Pêche. N’achetez pas de bar !

Des pêcheurs-ligneurs ont lancé le mouvement, des consommateurs ont relayé et certaines enseignes s’y mettent à leur tour : il ne faut pas acheter de bar en ces mois de février et mars. C’est la réponse la plus appropriée pour dissuader ceux qui enfreignent les règles en allant faire des razzias sur les bancs de bars en cette période de frai où ils se rassemblent pour se reproduire. C’est le moment de l’année où le poisson-roi de Bretagne est le plus vulnérable. Lui, d’ordinaire solitaire et combatif, se laisse prendre en quantités astronomiques par des chalutiers pélagiques quand ils se met en bancs serrés. Et on sait qu’en certaines circonstances, les quantités étaient telles qu’elles donné lieu à des ventes à prix de retrait pour finir en alimentation animale.

Le résultat, on le connaît. Au nord de l’île de Sein, les pêcheurs ne peuvent plus pêcher le bar, sinon en technique du « no kill ». On ne tue pas, on rejette à l’eau. La décision prise l’an dernier par les autorités européennes a secoué tous les milieux de la pêche. Et singulièrement les plaisanciers qui, en quelques années, ont progressivement vu fondre leur quota journalier.
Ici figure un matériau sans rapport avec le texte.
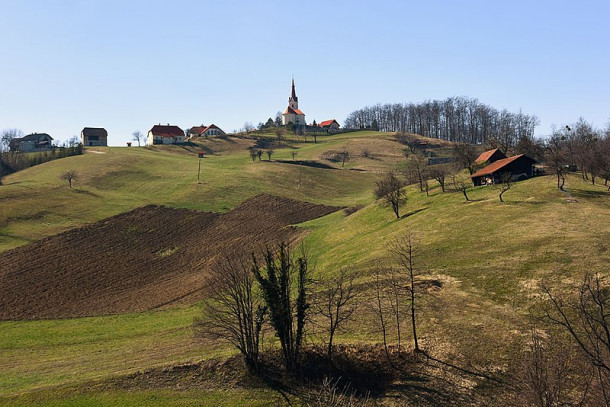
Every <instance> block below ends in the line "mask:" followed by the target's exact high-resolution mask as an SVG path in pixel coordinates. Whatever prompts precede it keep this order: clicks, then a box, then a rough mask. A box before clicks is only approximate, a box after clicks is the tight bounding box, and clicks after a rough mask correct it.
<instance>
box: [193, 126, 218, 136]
mask: <svg viewBox="0 0 610 407" xmlns="http://www.w3.org/2000/svg"><path fill="white" fill-rule="evenodd" d="M211 129H217V130H220V131H222V129H221V128H220V127H218V126H217V125H215V124H210V125H209V126H195V127H191V129H190V130H189V134H205V132H206V131H208V130H211ZM223 133H224V132H223Z"/></svg>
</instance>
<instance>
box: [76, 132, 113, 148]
mask: <svg viewBox="0 0 610 407" xmlns="http://www.w3.org/2000/svg"><path fill="white" fill-rule="evenodd" d="M80 137H81V143H83V146H107V145H108V132H107V131H106V129H103V128H101V127H85V128H84V129H83V131H81V132H80Z"/></svg>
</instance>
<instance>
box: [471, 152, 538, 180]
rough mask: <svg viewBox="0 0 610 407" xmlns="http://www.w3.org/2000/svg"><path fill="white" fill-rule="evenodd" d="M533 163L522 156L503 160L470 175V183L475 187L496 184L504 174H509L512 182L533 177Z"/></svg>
mask: <svg viewBox="0 0 610 407" xmlns="http://www.w3.org/2000/svg"><path fill="white" fill-rule="evenodd" d="M535 163H536V160H534V159H532V158H530V157H528V156H526V155H523V154H519V155H516V156H513V157H509V158H503V159H501V160H497V161H495V162H493V163H491V164H489V165H488V166H487V167H485V168H482V169H480V170H479V171H477V172H475V173H474V174H472V176H471V178H472V182H473V183H474V185H475V186H479V185H493V184H498V183H500V182H501V175H502V174H505V173H510V174H511V178H512V179H513V180H521V179H525V178H530V177H532V176H533V175H534V164H535Z"/></svg>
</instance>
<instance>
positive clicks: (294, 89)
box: [288, 77, 299, 109]
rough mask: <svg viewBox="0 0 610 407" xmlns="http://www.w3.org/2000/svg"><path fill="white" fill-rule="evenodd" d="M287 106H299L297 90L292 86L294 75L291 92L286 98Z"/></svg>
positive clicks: (298, 100)
mask: <svg viewBox="0 0 610 407" xmlns="http://www.w3.org/2000/svg"><path fill="white" fill-rule="evenodd" d="M288 106H290V107H291V108H292V109H298V108H299V98H298V97H297V91H296V89H295V87H294V77H293V78H292V92H291V93H290V97H289V98H288Z"/></svg>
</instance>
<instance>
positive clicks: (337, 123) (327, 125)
mask: <svg viewBox="0 0 610 407" xmlns="http://www.w3.org/2000/svg"><path fill="white" fill-rule="evenodd" d="M333 122H334V123H337V124H339V122H338V121H336V120H335V119H330V120H324V121H323V122H320V124H318V126H320V127H324V126H330V125H331V124H333Z"/></svg>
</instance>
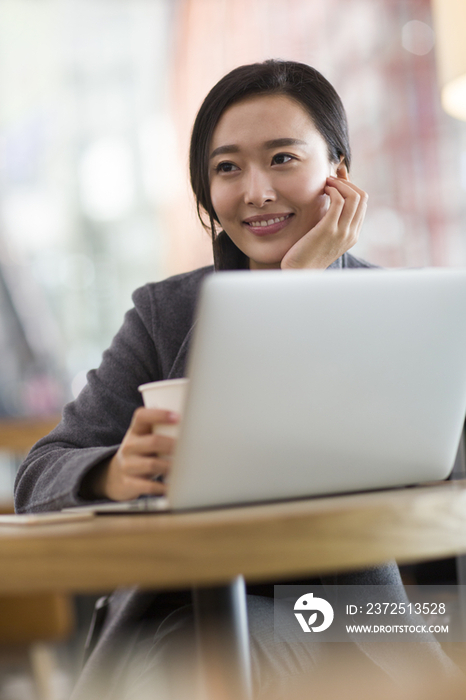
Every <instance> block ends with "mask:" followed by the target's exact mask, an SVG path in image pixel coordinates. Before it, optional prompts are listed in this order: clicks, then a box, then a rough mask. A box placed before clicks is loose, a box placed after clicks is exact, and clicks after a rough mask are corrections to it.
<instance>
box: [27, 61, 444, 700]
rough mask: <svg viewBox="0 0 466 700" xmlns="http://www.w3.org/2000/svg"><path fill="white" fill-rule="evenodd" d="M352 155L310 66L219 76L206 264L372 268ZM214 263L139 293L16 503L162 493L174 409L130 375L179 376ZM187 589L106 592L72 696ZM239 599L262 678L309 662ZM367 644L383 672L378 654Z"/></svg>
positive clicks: (157, 642) (273, 681)
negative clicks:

D’abord 5 bars, puis 3 puis 1 puis ce 0 pointé, aboutissement d’une raréfaction de la ressource dont les habitués ont pu voir les effets. Dans nombre de secteurs, le bar semble avoir disparu. Envolé.

En Bretagne-nord et Normandie, le mouvement de boycott des achats de bar progresse de jour en jour. Au fil des ans, dans tous les secteurs de vente, les consommateurs ont compris à quel point les actions concertées peuvent peser aussi lourd que des interdictions, encore plus difficilement sanctionnables dans des espaces marins aussi vastes. La meilleure solution, c’est donc de ne plus acheter de bar en cette période de reproduction pour que cette espèce emblématique de la Bretagne ait une chance de traverser sans trop de dommages la seule période de l’année où elle reconstitue ses effectifs.